Three staff exposed to unsafe levels of naturally occurring mercury vapour at OceanaGold Corporation's (ASX, TSX & NZX: OCG) processing plant at Macraes in East Otago prompted a $500,000 upgrade of its gold smelting room.
Chief operating officer Mark Cadzow said the incident, in January 2010, found no adverse effects to the three staff who were treated orally for removal of mercury and voluntary tests on a further up to 30 staff found no signs of raised mercury levels.
The incident prompted a critical report from the Department of Labour (DOL), citing breaches of health and safety regulations, but no prosecution was sought as OceanaGold had dealt with the issues.
Cadzow said the mercury vapour was not used as part of the gold processing system but naturally occurred in the ore being processed at the time, but he was unable to say why some ore would have higher mercury content levels than other ores.
“Routine testing during the past 20 years has not shown it [raised mercury levels] to be an issue,'' Cadzow said yesterday.

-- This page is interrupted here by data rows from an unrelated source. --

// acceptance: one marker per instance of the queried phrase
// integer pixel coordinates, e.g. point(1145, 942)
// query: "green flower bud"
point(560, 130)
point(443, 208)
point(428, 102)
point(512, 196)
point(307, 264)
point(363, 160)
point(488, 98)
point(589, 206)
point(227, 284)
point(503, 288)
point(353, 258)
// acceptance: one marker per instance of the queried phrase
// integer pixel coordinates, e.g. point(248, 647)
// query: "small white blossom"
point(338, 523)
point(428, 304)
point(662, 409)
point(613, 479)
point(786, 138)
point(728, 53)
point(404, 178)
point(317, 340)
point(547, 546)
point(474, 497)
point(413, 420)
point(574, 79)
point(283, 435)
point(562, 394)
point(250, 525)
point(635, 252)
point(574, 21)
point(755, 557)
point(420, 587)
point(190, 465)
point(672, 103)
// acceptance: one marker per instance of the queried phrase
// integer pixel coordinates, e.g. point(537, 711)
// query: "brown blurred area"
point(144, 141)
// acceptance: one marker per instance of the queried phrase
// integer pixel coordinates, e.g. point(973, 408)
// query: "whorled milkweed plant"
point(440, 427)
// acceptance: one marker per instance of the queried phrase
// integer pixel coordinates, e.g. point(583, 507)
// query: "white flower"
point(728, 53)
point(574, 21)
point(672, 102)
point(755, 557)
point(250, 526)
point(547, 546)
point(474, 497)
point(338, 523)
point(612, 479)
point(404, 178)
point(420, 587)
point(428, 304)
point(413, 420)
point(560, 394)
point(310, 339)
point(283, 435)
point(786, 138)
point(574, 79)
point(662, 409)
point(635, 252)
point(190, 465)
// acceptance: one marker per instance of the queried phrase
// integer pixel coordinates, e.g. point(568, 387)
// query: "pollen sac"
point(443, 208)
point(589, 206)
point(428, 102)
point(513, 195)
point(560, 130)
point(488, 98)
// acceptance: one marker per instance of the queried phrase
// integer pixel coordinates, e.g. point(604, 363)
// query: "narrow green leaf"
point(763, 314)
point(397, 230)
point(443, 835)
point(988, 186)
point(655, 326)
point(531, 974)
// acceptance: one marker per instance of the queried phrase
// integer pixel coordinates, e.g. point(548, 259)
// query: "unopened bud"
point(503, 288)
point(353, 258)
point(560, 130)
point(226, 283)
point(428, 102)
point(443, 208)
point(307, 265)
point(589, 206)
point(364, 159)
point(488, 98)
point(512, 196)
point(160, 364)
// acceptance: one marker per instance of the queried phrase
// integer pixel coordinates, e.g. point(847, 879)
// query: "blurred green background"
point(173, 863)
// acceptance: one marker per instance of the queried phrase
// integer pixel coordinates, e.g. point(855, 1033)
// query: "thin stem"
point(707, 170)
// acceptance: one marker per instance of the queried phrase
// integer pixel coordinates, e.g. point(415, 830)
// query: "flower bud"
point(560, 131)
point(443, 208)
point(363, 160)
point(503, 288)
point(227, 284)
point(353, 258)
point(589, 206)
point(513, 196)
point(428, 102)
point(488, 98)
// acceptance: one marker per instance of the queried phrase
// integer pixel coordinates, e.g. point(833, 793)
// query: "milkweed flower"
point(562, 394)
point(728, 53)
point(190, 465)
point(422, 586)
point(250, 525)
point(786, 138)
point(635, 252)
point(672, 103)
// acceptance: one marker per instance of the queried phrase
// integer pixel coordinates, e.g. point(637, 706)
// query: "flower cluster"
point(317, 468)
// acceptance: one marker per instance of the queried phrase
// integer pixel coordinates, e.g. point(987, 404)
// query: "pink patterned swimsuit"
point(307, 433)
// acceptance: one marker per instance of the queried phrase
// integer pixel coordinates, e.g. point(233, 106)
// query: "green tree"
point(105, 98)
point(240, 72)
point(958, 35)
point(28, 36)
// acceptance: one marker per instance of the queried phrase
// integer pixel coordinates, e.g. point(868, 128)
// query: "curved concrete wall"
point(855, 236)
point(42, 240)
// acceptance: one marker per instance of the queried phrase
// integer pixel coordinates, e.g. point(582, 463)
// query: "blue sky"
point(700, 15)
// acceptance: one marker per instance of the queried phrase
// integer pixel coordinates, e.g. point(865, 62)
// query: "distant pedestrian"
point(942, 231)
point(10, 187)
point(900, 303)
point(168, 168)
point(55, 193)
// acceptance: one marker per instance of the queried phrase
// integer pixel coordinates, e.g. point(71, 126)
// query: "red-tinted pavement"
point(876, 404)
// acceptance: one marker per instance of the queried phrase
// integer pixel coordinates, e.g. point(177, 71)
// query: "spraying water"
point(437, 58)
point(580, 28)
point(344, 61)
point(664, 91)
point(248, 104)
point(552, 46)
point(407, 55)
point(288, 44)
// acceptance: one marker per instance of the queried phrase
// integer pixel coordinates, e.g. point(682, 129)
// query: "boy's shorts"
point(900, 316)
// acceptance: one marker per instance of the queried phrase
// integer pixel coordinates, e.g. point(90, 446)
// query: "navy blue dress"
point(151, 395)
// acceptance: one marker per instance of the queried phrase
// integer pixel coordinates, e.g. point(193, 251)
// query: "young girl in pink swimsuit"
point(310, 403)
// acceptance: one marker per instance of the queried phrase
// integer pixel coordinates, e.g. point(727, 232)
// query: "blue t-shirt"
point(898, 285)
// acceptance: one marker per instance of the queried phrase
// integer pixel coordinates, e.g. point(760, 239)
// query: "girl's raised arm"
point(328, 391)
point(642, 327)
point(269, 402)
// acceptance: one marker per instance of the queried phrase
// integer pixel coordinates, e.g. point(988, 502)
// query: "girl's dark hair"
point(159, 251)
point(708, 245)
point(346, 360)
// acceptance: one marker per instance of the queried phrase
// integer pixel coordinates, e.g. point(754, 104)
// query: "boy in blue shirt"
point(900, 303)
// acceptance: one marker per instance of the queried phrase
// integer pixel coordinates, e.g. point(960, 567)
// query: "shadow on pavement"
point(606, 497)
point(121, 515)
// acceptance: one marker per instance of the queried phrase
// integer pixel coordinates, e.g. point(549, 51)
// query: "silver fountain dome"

The incident in January 2010 was not reported to DOL until June, and was made public following an Official Information Request to the Labour Department by Fairfax media.
Cadzow said DOL was not told until June about the incident because once Oceana picked up the raised mercury levels in its routine audit process, it instigated more tests to confirm the higher levels, then informed DOL of its findings.
The three staff were reported to have been exposed to 20-times the safe mercury vapour levels.
“There were varying degrees of elevated levels recorded, but at all times the necessary protective equipment was worn by our OceanaGold employees, thereby negating potential harm,'' Cadzow said.
He said the gold room had been upgraded, at a cost of up to $500,000, including new ventilation systems and enhanced personal safety equipment. It is coincidental that a new smelting room is being built in the near future.
*Simon Hartley is senior business reporter for the Otago Daily Times.